Wednesday, April 20, 2022

What Rights Do Step-Parents Have After Divorce?

A friend of mine is in an unhealthy marriage that she admits she needs to leave. But there are step children involved that she loves, which makes divorce for her complicated. Of course there are sometimes cases where the parent needs to divorce because the step parent is unhealthy for the step child. Do step parents have any rights to their step children post divorce? It is complicated. Read more more below.

With around one third of marriages ending in divorce over the last 50 years, along with the steady rise of blended families, Step Parent Parental Responsibility and the rights of step-parents have understandably become areas of interest. We look at what those rights are and what you can expect as a divorcing step-parent.

What is considered a step-parent in the eyes of the law?

To be recognised as a step-parent in England, you will need to have been married to the biological parent of the child involved. If you have simply lived with the birth parent, this is not the same, even if you have fulfilled the usual roles and responsibilities of a married step-parent.

Parental responsibility

Having Parental Responsibility gives parents the legal right to make medical, welfare and education decisions for a child. Simply marrying a child’s biological parent does not provide automatic Parental Responsibility for a step-parent. However, there are a number of means to acquire it.

How to acquire parental responsibility

Historically, Parental Responsibility for a step-parent was only made possible by adopting the child or acquiring a Residence Order from the courts. However, in England, there are a number of additional ways you can do this.

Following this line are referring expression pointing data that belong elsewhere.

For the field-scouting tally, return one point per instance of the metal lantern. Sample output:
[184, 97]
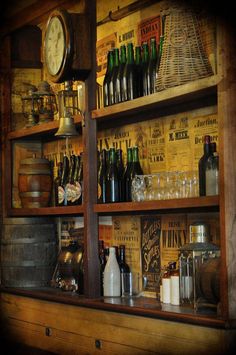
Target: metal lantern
[30, 106]
[68, 100]
[67, 107]
[199, 264]
[47, 102]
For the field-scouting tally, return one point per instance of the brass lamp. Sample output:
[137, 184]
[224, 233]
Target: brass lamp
[47, 102]
[30, 106]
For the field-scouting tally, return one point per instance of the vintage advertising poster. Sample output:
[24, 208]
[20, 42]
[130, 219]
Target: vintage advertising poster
[200, 126]
[178, 152]
[103, 46]
[156, 147]
[150, 248]
[173, 236]
[106, 230]
[149, 28]
[126, 230]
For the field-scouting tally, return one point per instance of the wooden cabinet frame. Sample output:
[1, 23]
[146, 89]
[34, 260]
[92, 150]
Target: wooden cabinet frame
[222, 87]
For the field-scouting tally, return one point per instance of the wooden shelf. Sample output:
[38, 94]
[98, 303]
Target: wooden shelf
[46, 211]
[44, 128]
[183, 93]
[204, 202]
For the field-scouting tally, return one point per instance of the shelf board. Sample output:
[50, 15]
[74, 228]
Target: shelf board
[44, 128]
[46, 211]
[210, 202]
[171, 96]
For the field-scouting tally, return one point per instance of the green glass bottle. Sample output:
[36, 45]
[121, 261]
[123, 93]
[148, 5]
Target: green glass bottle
[112, 185]
[138, 68]
[80, 181]
[152, 66]
[120, 167]
[145, 61]
[129, 75]
[127, 176]
[74, 190]
[62, 197]
[114, 73]
[107, 78]
[119, 95]
[102, 177]
[57, 182]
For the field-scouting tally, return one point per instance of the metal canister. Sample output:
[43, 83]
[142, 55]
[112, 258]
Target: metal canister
[199, 232]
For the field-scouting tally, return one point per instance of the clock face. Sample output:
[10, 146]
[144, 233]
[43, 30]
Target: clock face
[54, 45]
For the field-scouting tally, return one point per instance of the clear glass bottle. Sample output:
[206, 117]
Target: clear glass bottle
[202, 165]
[112, 284]
[212, 175]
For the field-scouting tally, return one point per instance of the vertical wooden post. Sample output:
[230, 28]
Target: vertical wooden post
[92, 274]
[227, 134]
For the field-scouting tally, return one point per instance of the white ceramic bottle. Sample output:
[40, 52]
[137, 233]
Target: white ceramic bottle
[111, 285]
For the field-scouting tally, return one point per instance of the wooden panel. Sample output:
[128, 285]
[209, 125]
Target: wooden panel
[72, 329]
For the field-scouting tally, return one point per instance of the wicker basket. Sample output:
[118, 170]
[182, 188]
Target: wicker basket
[183, 56]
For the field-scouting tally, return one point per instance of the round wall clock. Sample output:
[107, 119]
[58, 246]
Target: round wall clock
[58, 45]
[66, 46]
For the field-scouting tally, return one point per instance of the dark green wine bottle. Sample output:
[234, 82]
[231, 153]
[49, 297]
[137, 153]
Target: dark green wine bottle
[112, 185]
[138, 68]
[120, 167]
[80, 181]
[74, 190]
[102, 177]
[113, 80]
[119, 95]
[145, 61]
[152, 66]
[62, 197]
[124, 267]
[129, 75]
[127, 177]
[70, 183]
[107, 78]
[57, 182]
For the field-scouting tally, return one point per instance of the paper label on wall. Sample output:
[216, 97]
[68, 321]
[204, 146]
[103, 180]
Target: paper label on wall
[149, 28]
[173, 236]
[150, 249]
[126, 230]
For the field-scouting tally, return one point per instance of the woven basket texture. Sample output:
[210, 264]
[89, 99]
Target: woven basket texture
[183, 56]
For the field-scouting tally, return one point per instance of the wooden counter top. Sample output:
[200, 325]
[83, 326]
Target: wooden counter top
[141, 306]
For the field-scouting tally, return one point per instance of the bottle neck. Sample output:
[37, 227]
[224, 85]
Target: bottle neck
[116, 57]
[138, 55]
[145, 55]
[135, 155]
[112, 156]
[153, 49]
[122, 54]
[130, 55]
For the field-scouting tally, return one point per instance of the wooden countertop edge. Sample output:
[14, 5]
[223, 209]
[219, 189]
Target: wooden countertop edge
[74, 299]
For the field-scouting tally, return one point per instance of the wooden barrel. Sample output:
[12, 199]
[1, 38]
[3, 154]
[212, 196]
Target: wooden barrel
[209, 280]
[28, 252]
[35, 182]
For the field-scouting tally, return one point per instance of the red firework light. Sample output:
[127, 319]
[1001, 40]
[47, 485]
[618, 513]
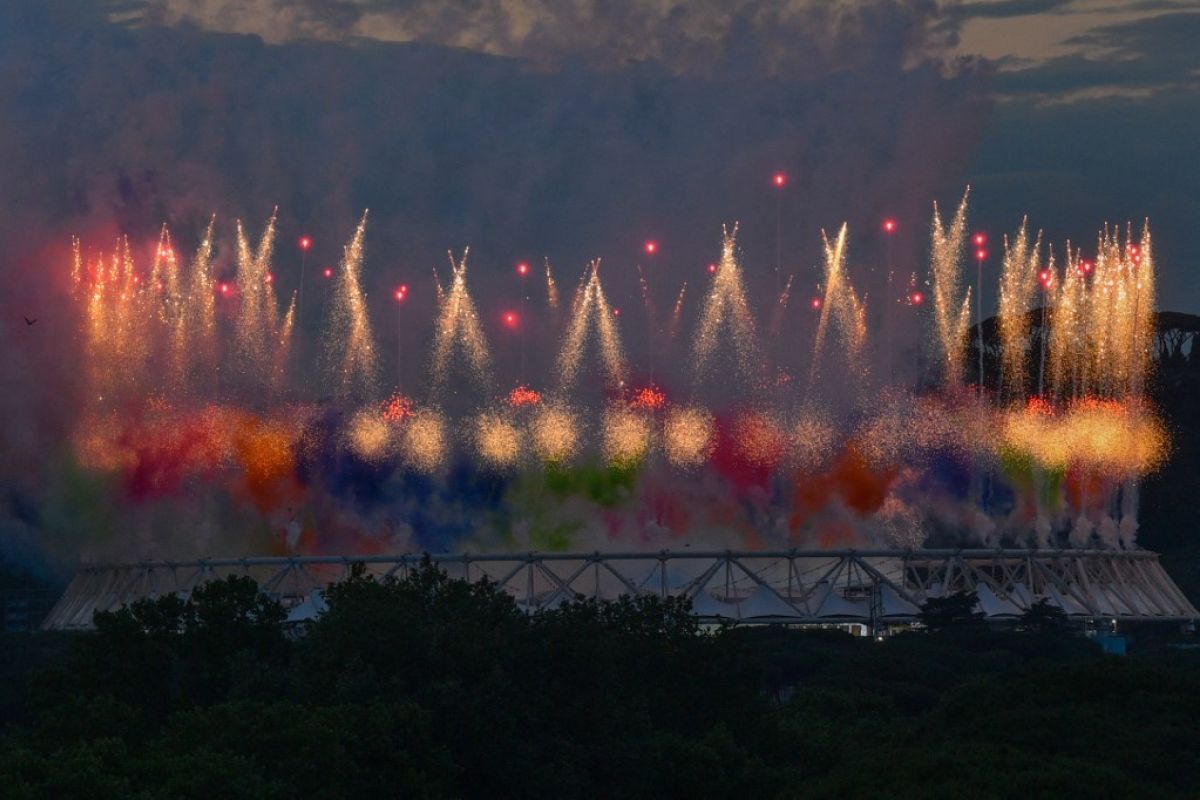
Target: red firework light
[649, 397]
[397, 408]
[523, 396]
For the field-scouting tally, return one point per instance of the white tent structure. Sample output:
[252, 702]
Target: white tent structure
[870, 588]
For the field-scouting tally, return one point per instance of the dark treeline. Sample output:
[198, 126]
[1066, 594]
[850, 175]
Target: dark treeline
[431, 687]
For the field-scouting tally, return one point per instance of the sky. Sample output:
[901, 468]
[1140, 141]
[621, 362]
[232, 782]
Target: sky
[571, 130]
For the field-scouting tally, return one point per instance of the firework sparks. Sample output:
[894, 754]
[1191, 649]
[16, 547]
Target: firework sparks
[726, 306]
[952, 302]
[627, 435]
[591, 311]
[349, 344]
[688, 437]
[1018, 284]
[426, 440]
[523, 396]
[841, 305]
[459, 329]
[497, 440]
[556, 433]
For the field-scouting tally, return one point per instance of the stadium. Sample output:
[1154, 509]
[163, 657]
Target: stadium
[868, 591]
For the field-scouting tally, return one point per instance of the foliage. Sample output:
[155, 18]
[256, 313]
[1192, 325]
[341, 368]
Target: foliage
[425, 686]
[954, 612]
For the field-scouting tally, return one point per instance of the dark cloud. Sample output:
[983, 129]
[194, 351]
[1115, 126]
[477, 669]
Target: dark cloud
[784, 37]
[117, 122]
[1146, 54]
[954, 14]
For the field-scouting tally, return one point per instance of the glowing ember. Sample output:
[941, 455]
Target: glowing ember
[648, 397]
[523, 396]
[397, 408]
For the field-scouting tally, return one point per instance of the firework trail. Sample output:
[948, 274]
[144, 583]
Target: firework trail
[180, 439]
[349, 344]
[726, 307]
[459, 330]
[952, 302]
[1018, 284]
[551, 289]
[843, 306]
[591, 312]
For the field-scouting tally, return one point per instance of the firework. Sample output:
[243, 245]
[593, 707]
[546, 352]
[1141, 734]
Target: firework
[349, 344]
[426, 440]
[841, 305]
[1018, 284]
[952, 304]
[591, 311]
[459, 330]
[370, 437]
[726, 307]
[497, 440]
[556, 433]
[627, 435]
[185, 366]
[688, 437]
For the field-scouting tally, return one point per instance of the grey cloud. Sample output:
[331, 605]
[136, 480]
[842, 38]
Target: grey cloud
[115, 127]
[1153, 53]
[683, 36]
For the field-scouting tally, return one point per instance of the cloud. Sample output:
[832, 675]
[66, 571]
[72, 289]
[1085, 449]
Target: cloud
[1140, 56]
[573, 132]
[769, 36]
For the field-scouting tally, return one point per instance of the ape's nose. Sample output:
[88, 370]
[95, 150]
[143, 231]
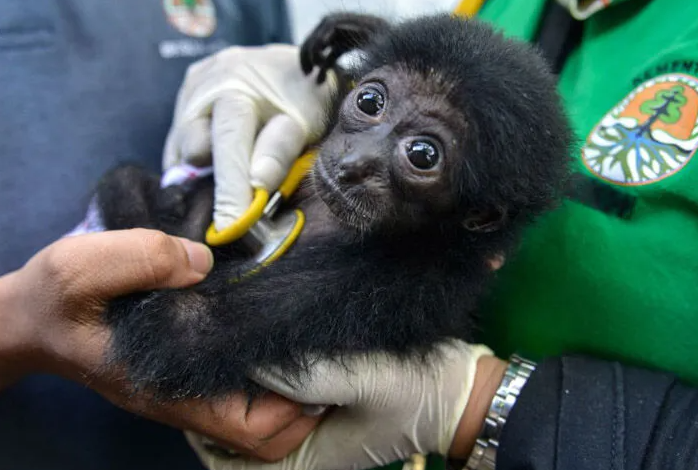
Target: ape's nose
[356, 167]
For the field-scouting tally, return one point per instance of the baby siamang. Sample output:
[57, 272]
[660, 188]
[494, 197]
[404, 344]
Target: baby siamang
[446, 141]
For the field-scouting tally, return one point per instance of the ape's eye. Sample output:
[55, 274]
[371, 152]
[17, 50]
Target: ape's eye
[422, 154]
[370, 101]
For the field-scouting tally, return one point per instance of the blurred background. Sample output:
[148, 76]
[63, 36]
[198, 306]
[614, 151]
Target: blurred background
[305, 14]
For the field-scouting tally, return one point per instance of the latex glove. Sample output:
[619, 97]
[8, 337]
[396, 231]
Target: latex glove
[249, 111]
[388, 410]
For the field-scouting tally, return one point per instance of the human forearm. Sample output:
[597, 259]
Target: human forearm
[581, 413]
[14, 349]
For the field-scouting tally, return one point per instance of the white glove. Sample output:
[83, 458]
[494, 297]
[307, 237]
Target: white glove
[249, 111]
[389, 410]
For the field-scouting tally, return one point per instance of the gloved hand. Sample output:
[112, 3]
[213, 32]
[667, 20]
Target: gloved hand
[388, 410]
[249, 111]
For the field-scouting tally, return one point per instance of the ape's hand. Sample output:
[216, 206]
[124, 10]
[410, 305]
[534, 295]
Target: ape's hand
[50, 323]
[383, 410]
[249, 111]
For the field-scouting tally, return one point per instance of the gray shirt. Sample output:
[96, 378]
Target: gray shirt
[85, 84]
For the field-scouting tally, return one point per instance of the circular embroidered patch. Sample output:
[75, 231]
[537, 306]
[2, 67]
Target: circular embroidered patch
[650, 135]
[195, 18]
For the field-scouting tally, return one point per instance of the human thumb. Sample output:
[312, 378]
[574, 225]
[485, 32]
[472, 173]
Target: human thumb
[133, 260]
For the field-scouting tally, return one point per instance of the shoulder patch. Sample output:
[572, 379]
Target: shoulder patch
[650, 135]
[195, 18]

Firstly, if you are a step-parent still married to the biological parent, you can sign a Parental Responsibility agreement between yourself and the child’s parents (both of whom have PR). Written consent is needed from all parties and this can often be a challenging situation with the other parent. When this is the case, you can make a court application that is considered by a judge. Although this can be opposed by the other parent, the Final Order is down to what the courts who consider what the best outcome for the child is.

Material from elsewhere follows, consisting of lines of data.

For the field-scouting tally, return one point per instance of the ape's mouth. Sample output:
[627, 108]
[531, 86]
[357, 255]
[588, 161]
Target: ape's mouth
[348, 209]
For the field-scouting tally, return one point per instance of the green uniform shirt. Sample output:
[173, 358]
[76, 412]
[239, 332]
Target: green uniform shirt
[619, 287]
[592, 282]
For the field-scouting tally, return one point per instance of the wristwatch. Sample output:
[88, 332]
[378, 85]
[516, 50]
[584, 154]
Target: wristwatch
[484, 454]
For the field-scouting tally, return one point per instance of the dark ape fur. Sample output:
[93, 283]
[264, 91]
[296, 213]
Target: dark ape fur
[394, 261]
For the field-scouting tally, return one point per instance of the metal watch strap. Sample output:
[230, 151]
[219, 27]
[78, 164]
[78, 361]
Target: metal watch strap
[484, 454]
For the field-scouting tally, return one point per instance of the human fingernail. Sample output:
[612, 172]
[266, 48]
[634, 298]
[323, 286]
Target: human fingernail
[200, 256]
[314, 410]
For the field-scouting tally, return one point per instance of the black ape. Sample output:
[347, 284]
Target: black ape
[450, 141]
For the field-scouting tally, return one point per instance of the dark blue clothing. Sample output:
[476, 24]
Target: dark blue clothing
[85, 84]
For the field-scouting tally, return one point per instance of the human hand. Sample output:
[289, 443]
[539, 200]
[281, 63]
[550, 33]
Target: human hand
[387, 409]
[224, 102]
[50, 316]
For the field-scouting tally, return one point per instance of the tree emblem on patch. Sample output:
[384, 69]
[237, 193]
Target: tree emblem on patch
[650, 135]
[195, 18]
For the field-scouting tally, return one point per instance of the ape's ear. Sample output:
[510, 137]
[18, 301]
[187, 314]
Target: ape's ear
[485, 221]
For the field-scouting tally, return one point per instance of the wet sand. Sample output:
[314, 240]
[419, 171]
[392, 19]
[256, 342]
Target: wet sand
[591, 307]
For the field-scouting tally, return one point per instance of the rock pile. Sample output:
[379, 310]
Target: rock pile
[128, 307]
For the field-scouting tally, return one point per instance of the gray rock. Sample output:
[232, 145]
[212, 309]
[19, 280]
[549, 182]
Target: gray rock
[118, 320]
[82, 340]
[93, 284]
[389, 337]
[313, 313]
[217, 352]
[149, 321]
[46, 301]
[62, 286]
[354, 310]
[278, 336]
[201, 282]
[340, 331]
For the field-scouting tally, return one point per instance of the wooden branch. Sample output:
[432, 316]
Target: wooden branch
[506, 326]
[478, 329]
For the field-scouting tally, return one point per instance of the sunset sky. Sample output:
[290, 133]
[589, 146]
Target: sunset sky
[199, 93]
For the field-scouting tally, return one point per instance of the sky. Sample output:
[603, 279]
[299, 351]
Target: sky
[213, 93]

Making a Child Arrangements Order

If you decide to make a Child Arrangements Order, which states you as the person a child will live with and spend time with, then Parental Responsibility will automatically be given while the order is in force. These instances are relatively uncommon. Once Parental Responsibility has been granted, a step-parent will then have the same responsibilities and rights as the biological parents do. When looking at Child Arrangement Orders, the courts will consider a step-parent’s previous engagement and level of contact with the child, as well as the attachment the child has to the step-parent. They will also examine the reasons behind the application from the step-parent.

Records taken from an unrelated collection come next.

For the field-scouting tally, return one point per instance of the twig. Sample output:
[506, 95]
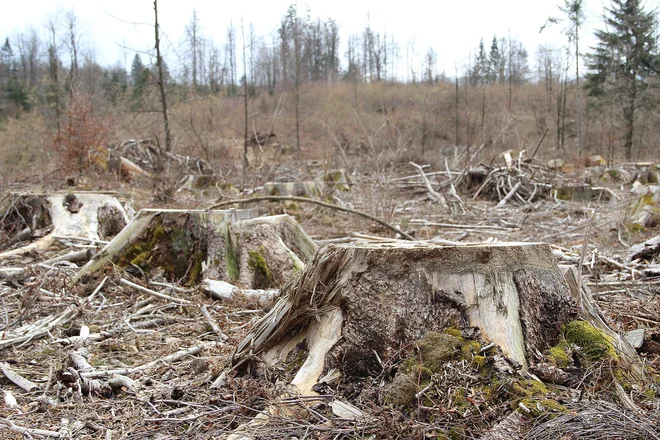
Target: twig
[214, 326]
[17, 378]
[29, 432]
[540, 142]
[316, 202]
[154, 293]
[175, 357]
[74, 257]
[433, 193]
[510, 194]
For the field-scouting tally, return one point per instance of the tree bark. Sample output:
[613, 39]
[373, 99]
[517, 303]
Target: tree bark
[161, 82]
[188, 245]
[391, 295]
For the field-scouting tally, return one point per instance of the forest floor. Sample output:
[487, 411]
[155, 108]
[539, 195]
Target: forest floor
[172, 357]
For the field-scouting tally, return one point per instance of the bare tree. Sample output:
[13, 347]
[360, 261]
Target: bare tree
[73, 43]
[161, 81]
[245, 107]
[192, 35]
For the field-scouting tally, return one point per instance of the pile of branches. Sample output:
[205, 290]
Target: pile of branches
[518, 182]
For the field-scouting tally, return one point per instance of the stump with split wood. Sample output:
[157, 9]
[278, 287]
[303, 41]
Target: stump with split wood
[87, 215]
[188, 245]
[355, 306]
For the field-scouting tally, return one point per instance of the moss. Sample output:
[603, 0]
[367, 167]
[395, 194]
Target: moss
[233, 271]
[401, 391]
[263, 278]
[620, 376]
[493, 391]
[459, 399]
[593, 343]
[453, 331]
[614, 174]
[528, 388]
[543, 406]
[646, 200]
[559, 355]
[469, 348]
[635, 228]
[564, 193]
[479, 361]
[435, 349]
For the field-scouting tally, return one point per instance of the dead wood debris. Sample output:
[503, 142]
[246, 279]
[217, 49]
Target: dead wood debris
[109, 360]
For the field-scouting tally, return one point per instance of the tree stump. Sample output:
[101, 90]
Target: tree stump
[91, 215]
[356, 304]
[186, 245]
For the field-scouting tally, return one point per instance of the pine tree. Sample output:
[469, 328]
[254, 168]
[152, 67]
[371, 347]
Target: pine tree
[495, 66]
[623, 60]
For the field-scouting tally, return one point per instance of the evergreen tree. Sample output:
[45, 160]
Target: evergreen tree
[623, 60]
[480, 69]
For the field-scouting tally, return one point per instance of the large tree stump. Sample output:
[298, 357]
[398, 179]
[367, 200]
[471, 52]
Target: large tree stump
[91, 215]
[186, 245]
[357, 304]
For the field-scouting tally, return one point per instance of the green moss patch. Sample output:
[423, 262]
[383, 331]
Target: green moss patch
[263, 278]
[559, 355]
[594, 345]
[177, 248]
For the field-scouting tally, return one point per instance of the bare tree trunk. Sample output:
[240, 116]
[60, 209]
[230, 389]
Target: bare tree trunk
[161, 81]
[577, 82]
[456, 111]
[245, 90]
[297, 47]
[53, 65]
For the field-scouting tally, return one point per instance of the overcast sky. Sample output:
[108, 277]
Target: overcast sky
[453, 28]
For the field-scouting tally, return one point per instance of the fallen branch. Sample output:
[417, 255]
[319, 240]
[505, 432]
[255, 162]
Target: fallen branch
[433, 193]
[316, 202]
[214, 326]
[154, 293]
[73, 257]
[538, 145]
[511, 193]
[42, 330]
[28, 432]
[19, 380]
[175, 357]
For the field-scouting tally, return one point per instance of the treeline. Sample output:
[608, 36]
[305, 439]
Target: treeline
[41, 73]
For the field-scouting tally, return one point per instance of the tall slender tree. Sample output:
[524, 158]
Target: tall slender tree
[161, 80]
[623, 61]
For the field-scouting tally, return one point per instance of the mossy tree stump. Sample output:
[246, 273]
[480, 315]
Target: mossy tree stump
[224, 245]
[356, 305]
[90, 215]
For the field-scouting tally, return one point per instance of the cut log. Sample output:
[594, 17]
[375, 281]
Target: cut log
[311, 188]
[91, 215]
[391, 295]
[186, 245]
[270, 250]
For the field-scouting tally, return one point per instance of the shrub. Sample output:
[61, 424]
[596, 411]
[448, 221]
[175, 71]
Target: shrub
[80, 134]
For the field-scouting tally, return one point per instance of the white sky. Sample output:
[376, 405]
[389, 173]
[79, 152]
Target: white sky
[453, 28]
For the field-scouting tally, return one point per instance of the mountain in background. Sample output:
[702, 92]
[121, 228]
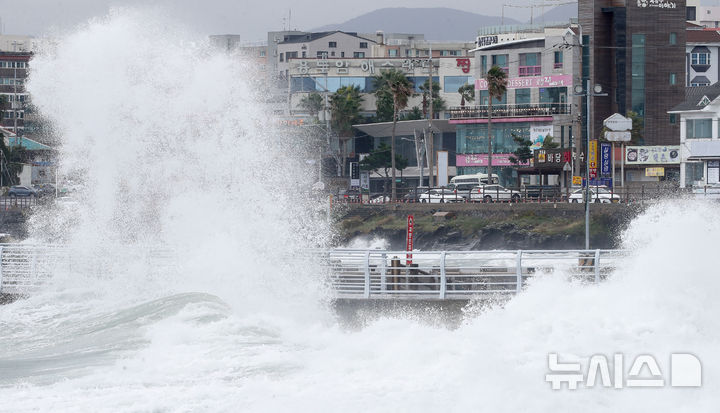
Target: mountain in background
[435, 23]
[561, 13]
[440, 23]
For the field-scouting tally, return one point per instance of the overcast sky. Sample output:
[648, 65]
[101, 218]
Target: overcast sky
[250, 19]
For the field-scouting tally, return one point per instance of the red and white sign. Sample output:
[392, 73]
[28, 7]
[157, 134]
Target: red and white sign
[529, 82]
[409, 238]
[480, 159]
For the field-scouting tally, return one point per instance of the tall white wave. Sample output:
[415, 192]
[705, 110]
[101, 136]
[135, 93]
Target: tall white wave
[174, 149]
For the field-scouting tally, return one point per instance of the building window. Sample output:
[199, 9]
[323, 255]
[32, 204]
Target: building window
[700, 58]
[529, 64]
[637, 68]
[453, 83]
[522, 96]
[500, 60]
[698, 129]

It's important to know that if and when a step-parent successfully acquires Parental Responsibility, this is shared with the other parents. Although the biological parent may be absent, they still have Parental Responsibility.

Post-divorce financial responsibilities

Step-parents are not required by the government’s Child Maintenance Service to provide maintenance payments. An exception to this rule is if a step-child was brought up within a ‘new family’ circumstance where there was a step-parent, birth parent and other children involved. In these cases, the court can look at the requirements for step-parents to provide some kind of financial assistance towards the step-child.


If you are a step-parent considering a court order, then you are required to first of all try mediation with your ex-spouse. Mediation is considered to be less stressful than going through the courts and is designed to improve communication between all parties. A trained professional will help you look at various options available including temporary arrangements, finances and maintenance payments.

To conclude

Generally speaking, step-parents will not have the automatic legal right to see step-children following divorce. However, there are various options available that can help resolve disputes relating to contact and who a step-child should live with.